Practice 2: Argument Development

• Make a historically defensible claim in the form of an evaluative thesis.

• Support an argument using specific and relevant evidence.

• Use historical reasoning to explain relationships among pieces of historical evidence.

• Consider ways that diverse or alternative evidence could be used to qualify or modify an argument.


Skill 1: Contextualization

• Use context to explain the relative historical significance of a specific historical development or process.

Skill 2: Comparison

• Explain the relative historical significance of similarities and/ or differences between different historical developments or processes.

Skill 3: Causation

• Explain the difference between primary and secondary causes and between short- and long-term effects.

• Explain the relative historical significance of different causes and/or effects.

Skill 4: Continuity and Change Over Time

• Explain the relative historical significance of specific historical developments in relation to a larger pattern of continuity and/ or change.

AP World History Exam Structure


Assessment Overview

The AP Exam questions measure students’ knowledge of world history and their ability to think historically. Questions are based on learning objectives, key concepts, course themes, and AP history disciplinary practices and reasoning skills. Exam questions represent various geographical regions, with no more than 20 percent of the multiple-choice questions focusing solely on Europe.

Format of Assessment

Section I, Part A: Multiple Choice | 55 Questions | 55 Minutes | 40% of Exam Score

• Questions appear in sets of 2–5.

• Students analyze primary and secondary texts, images, graphs, and maps.

• Questions cover all course periods.

Section I, Part B: Short Answer | 3 Questions | 40 Minutes | 20% of Exam Score

• Students respond to 2 required questions and choose between 2 options for a third question.

• Questions 1 and 2 cover periods 3–8 of the course; students choose between answering either question 3 (covering periods 1–3) or question 4 (periods 4–6).
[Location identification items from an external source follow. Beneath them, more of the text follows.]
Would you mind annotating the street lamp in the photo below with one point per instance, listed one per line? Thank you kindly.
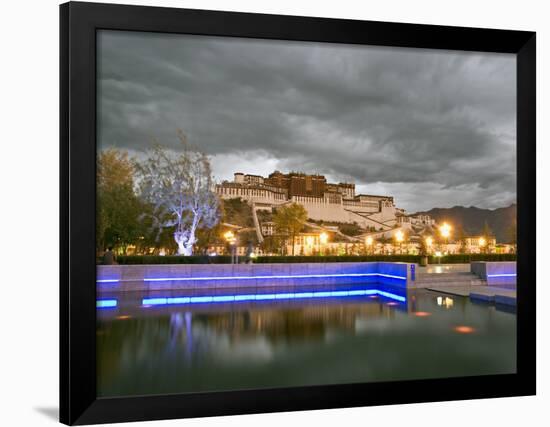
(399, 237)
(445, 231)
(429, 242)
(323, 239)
(232, 240)
(368, 243)
(482, 242)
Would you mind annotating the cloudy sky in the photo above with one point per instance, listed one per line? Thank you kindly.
(431, 128)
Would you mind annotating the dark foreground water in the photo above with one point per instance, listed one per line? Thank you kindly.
(159, 349)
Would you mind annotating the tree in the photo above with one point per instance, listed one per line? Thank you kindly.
(289, 221)
(179, 187)
(118, 207)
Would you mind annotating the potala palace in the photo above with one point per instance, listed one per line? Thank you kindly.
(324, 201)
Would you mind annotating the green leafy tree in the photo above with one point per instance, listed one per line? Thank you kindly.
(118, 207)
(289, 221)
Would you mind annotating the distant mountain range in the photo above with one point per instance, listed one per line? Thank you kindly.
(472, 219)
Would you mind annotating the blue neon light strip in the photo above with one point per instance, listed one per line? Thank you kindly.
(106, 303)
(264, 297)
(297, 276)
(502, 275)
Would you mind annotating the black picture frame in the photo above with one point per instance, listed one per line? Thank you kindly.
(78, 25)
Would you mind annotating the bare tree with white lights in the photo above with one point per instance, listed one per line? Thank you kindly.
(179, 187)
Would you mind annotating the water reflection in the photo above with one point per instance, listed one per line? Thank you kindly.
(171, 349)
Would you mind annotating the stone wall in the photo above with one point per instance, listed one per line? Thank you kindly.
(124, 278)
(495, 273)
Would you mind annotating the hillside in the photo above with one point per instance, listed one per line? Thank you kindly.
(472, 219)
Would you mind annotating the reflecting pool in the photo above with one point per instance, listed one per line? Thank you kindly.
(164, 343)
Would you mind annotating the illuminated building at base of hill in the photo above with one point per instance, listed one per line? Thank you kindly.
(323, 201)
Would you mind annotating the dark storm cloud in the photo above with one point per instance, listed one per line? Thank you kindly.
(383, 118)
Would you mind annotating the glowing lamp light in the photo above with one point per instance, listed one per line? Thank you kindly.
(399, 236)
(422, 314)
(229, 236)
(445, 230)
(464, 329)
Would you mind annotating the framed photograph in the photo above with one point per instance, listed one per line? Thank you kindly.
(267, 213)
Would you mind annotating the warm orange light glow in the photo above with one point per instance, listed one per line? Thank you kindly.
(229, 236)
(399, 236)
(422, 314)
(464, 329)
(445, 230)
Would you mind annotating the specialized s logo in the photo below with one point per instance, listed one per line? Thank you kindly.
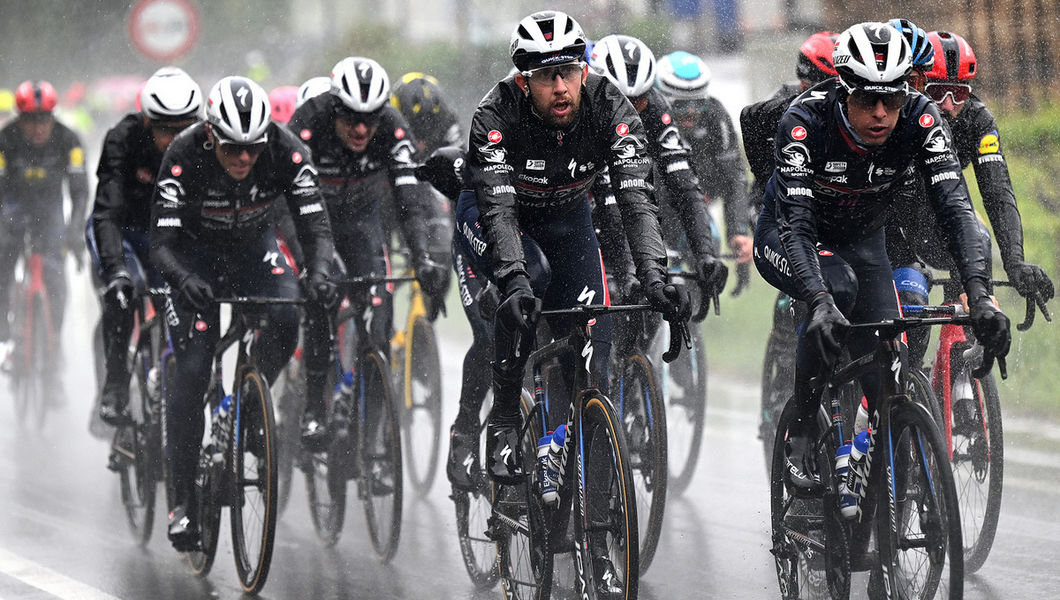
(796, 155)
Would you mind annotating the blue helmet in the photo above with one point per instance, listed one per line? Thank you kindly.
(922, 52)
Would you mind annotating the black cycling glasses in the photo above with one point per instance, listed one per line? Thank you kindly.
(959, 92)
(867, 100)
(546, 75)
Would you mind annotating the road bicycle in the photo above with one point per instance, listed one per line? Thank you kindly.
(596, 514)
(967, 408)
(237, 466)
(907, 505)
(365, 443)
(136, 452)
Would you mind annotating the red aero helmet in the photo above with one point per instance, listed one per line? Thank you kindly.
(35, 96)
(954, 59)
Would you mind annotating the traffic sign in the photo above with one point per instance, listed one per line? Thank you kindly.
(163, 30)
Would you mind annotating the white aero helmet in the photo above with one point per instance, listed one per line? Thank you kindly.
(239, 111)
(626, 62)
(683, 76)
(873, 57)
(546, 38)
(361, 84)
(171, 94)
(311, 88)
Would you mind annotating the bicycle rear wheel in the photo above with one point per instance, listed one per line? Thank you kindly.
(645, 422)
(810, 544)
(378, 454)
(605, 524)
(918, 523)
(253, 461)
(685, 393)
(420, 387)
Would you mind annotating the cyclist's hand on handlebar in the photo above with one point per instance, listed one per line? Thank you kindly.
(1028, 279)
(195, 293)
(320, 289)
(671, 299)
(991, 327)
(827, 327)
(520, 307)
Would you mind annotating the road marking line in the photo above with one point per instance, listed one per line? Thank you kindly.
(48, 580)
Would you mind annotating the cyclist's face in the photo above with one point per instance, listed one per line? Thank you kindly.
(872, 117)
(36, 127)
(555, 92)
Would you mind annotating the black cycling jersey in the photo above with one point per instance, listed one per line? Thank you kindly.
(198, 209)
(831, 189)
(354, 183)
(522, 170)
(126, 175)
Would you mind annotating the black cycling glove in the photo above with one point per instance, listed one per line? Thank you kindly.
(195, 293)
(991, 327)
(671, 299)
(1027, 279)
(827, 328)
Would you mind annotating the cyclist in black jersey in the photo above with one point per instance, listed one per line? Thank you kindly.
(365, 152)
(212, 228)
(630, 65)
(37, 156)
(170, 102)
(913, 233)
(841, 146)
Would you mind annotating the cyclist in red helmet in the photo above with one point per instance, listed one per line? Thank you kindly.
(37, 156)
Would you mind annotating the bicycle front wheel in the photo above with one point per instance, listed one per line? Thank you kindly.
(605, 524)
(421, 394)
(378, 455)
(645, 421)
(918, 523)
(253, 460)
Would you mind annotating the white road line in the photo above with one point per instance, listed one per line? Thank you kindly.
(48, 580)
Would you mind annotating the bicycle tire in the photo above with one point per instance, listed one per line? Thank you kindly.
(378, 455)
(603, 459)
(517, 526)
(685, 393)
(918, 524)
(645, 424)
(977, 460)
(420, 385)
(253, 463)
(810, 545)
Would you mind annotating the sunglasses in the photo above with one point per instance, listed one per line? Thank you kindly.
(867, 101)
(958, 92)
(544, 76)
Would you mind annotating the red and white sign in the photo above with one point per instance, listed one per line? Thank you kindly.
(163, 30)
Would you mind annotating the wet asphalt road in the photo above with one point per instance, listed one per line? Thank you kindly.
(63, 532)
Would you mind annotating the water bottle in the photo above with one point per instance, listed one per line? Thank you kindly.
(219, 425)
(555, 455)
(848, 504)
(548, 491)
(858, 468)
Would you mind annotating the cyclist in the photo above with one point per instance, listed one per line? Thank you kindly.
(706, 125)
(361, 145)
(118, 230)
(630, 65)
(212, 228)
(37, 155)
(914, 233)
(841, 146)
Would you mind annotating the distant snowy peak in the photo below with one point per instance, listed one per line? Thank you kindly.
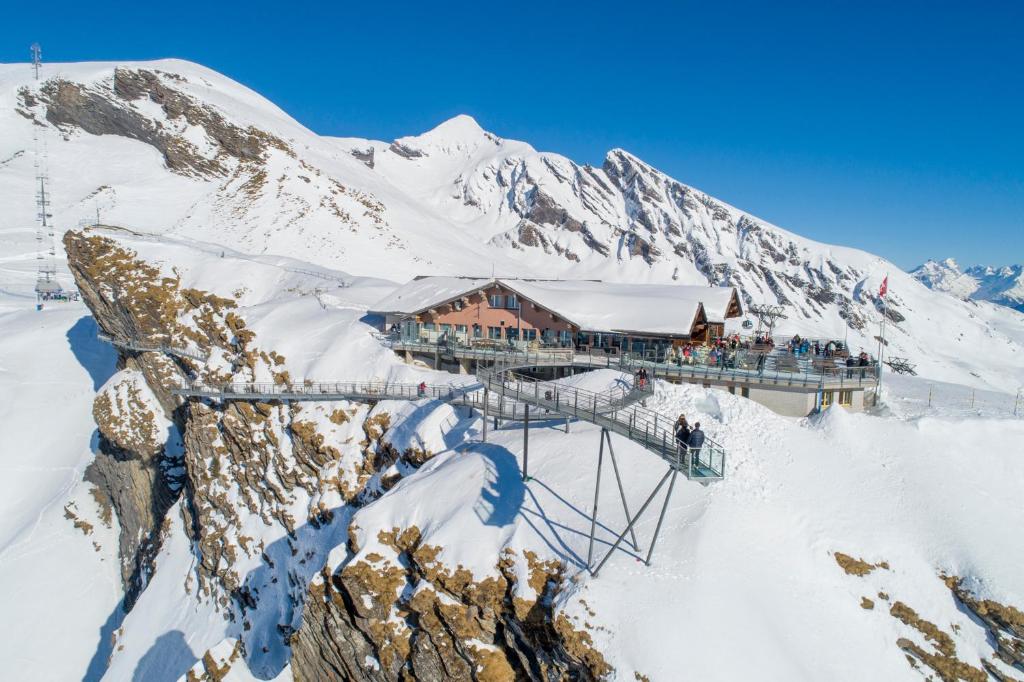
(459, 136)
(1004, 286)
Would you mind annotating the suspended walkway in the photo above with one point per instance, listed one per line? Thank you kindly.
(148, 346)
(504, 391)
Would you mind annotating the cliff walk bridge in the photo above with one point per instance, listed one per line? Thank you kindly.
(505, 391)
(794, 385)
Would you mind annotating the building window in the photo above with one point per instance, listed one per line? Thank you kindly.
(510, 302)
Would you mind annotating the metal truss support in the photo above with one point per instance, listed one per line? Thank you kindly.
(633, 521)
(597, 492)
(622, 493)
(485, 399)
(660, 517)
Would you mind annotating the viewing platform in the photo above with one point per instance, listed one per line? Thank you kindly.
(792, 385)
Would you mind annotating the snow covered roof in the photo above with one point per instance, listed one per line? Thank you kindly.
(592, 305)
(605, 306)
(716, 299)
(423, 293)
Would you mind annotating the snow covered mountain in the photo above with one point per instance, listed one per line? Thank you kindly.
(147, 539)
(1004, 286)
(173, 147)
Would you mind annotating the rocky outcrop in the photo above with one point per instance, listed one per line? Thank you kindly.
(105, 109)
(415, 619)
(264, 486)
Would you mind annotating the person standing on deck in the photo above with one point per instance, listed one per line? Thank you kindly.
(695, 441)
(682, 430)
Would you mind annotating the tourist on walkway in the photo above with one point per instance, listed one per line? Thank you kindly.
(682, 431)
(695, 441)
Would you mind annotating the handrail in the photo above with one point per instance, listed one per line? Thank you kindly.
(142, 347)
(646, 427)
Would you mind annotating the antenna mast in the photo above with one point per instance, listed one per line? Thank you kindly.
(37, 58)
(46, 276)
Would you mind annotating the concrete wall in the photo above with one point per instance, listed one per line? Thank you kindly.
(785, 402)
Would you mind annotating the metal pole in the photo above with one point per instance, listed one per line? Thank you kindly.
(485, 414)
(597, 491)
(882, 340)
(525, 442)
(619, 480)
(632, 522)
(660, 517)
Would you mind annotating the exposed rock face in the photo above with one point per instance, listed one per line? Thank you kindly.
(133, 472)
(452, 628)
(105, 110)
(267, 491)
(932, 648)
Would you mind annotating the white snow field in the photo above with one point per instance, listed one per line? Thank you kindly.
(743, 582)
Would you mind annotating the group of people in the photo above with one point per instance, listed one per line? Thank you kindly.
(861, 360)
(688, 438)
(799, 346)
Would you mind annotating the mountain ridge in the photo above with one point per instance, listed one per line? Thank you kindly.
(1000, 285)
(169, 146)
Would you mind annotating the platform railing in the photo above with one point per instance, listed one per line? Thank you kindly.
(646, 427)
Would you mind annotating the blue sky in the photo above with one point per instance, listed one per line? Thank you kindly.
(892, 127)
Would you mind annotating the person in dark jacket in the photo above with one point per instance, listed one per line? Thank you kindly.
(695, 441)
(682, 430)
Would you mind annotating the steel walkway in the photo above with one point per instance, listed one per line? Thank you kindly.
(505, 392)
(624, 414)
(143, 346)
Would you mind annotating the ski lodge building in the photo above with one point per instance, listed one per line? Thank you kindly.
(457, 324)
(580, 314)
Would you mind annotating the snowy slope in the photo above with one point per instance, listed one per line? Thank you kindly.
(253, 208)
(170, 146)
(750, 556)
(1004, 286)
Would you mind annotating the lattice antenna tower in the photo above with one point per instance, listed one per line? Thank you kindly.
(37, 58)
(46, 252)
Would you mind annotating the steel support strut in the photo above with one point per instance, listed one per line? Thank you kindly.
(597, 491)
(525, 442)
(636, 518)
(485, 396)
(622, 493)
(660, 517)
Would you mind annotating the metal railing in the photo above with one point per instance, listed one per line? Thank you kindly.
(743, 367)
(771, 372)
(645, 427)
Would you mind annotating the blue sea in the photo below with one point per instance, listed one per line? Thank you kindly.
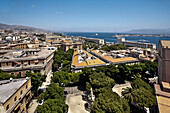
(109, 37)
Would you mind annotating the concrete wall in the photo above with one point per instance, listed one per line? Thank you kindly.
(23, 102)
(163, 64)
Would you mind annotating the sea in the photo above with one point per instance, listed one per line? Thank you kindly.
(109, 37)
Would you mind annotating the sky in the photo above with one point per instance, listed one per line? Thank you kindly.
(87, 15)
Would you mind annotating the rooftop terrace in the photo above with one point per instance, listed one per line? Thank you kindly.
(25, 54)
(8, 88)
(82, 58)
(114, 60)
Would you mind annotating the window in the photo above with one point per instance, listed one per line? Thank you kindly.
(13, 64)
(7, 107)
(15, 98)
(21, 92)
(28, 62)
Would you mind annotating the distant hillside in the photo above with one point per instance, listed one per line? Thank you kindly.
(20, 27)
(150, 31)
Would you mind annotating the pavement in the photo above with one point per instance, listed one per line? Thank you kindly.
(74, 100)
(118, 88)
(32, 108)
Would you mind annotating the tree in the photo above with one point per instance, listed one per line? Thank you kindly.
(54, 100)
(100, 82)
(61, 77)
(130, 95)
(140, 94)
(110, 102)
(139, 83)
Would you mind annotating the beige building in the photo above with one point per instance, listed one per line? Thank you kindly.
(162, 90)
(15, 95)
(27, 60)
(164, 61)
(121, 40)
(82, 58)
(65, 43)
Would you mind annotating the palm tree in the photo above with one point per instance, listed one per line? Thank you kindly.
(130, 95)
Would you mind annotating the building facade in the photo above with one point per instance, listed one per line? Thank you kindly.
(27, 60)
(162, 89)
(121, 40)
(15, 95)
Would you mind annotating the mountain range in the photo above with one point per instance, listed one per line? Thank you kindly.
(135, 31)
(150, 31)
(20, 28)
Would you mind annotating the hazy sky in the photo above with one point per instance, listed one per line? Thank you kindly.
(87, 15)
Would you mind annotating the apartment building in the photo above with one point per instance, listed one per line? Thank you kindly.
(26, 60)
(121, 40)
(82, 58)
(65, 43)
(162, 89)
(15, 95)
(95, 40)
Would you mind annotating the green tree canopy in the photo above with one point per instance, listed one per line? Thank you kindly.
(100, 82)
(110, 102)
• Students analyze historians’ interpretations, historical sources, and propositions about history.

Section II, Part A: Document Based | 1 Question | 60 Minutes | 25% of Exam Score

• Students assess written, visual, and quantitative sources as historical evidence.

• Students develop an argument supported by an analysis of historical evidence.

• Question covers periods 3–6 of the course.

Section II, Part B: Long Essay | 1 Question | 40 Minutes | 15% of Exam Score

• Students select one question among three different periods (1–2, 3–4, 5–6) of the course.

• Students explain and analyze significant issues in world history.

• Students develop an argument supported by an analysis of historical evidence.